If your US cleaner is the 2 liter model than use one rounded teaspoon of Lemi-Shine and a dribble of Dawn dishwashing detergent.
I did some experiments with my 2 Liter Lyman US and found that a rounded tea spoon full in two liters of water gives you a good strong 3PH of Citric acid which is what is needed to clean brass cases and get them almost all clean. Some of my primer pockets have specs of black still in them but most are completely clean.
If you want to get really cheap you don't have to put Dawn in the mix. The Lemi-Shine already has a water treatment in it and will precipitate the dirt out.
I proved to myself that Dawn isn't needed but I also proved to myself that it doesn't hurt either, like by raising the PH because Dawn has a PH of 7. A dribble had no affect on the PH. I tested this with Litmus paper over a half day of messing around with it.
If I went to a level teaspoon of Lemi-shine the cases didn't come as clean and the PH was higher than the target 3PH. I think it was like 3.8.
I run my Ultrasonic for 16 minutes per load of cases. I throw them in the basket in the water and shake the basket up and down and the cases almost all stand up on their heads.
They look like a whole bunch of little smoke stacks with smoke coming out them after I turn them on.
After the first 8 minutes I pull the basket out and mix the cases all up and do it again. You will see the cases over the transducer are spotless and the ones at the perimeter are still looking dirty. That why I mix them up after the first 8 minutes. But after 16 minutes I pull them out and take the sink sprayer after them, and they are clean.
Ultra Sonic cleaners also clean shower heads (with CLR) , your wife jewelry (with Dawn only), small carburetors (with gumout, gunk or what ever you have, in a seperate container set in the water), and what not. Different solutions for each, obviously.
They do a decent job and you don't have to worry about the cases being all beat up from a rotary tumbler because of the Ultra Sonic cleaners are none contact.
You don't have to lube your cases to resize them because they won't stick in your dies like they do when tumbled with steel pins. But I lube mine anyways.
With cleaning fired, deprimed cases, with Citric Acid, the molecular level lead that is in the priming compound is chellated into another compound that doesn't hurt us. You can dump it right down your sink drain.

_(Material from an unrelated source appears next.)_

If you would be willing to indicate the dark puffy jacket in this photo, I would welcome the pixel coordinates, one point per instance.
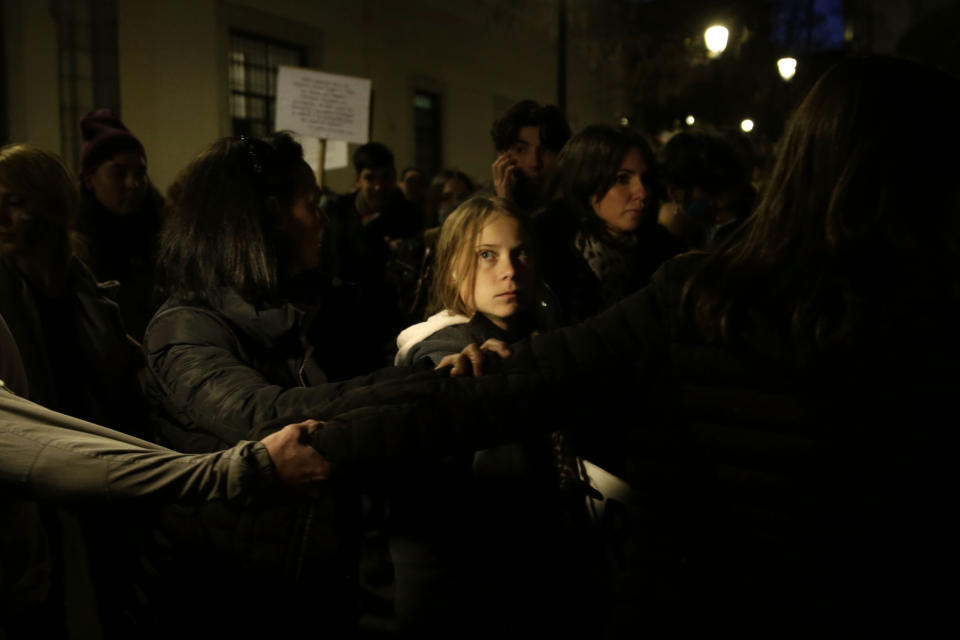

From my tests I found out that there is no discoloration of the brass with it running in the 3 PH solution for 16 minutes, they are just clean. I tested Hornady's and RCBS's solutions and found their recommended measured amounts, in a two liter cleaner, also make exactly a 3 PH solution. I think Hornady's solution smells better than RCBS's and the solutions I dump in my sink seems to keep my garbage disposal cleaned out and Oder free.
Lemi-Shine and Dawn will do the same job as One Shot case cleaner and RCBS US cleaning solution. So spend a couple bucks at walmart for the Lemi-Shine and get a small bottle of Dawn detergent. Some dish washing detergents have chemicals in them that will attack brass, but Dawn does not, so clean away.
Edit to add: Forget the Vinegar. The acid in it is too corrosive.
Like Boric acid compaired to Hydrochloric acid. All acids aren't equal.
If you forget and leave the cases soak in Vinegar solution after the cleaner shuts off you'll be sorry. I've done that with Lemi-Shine in the amount of one rounded teaspoon in 2 liters of water and have seen no problems.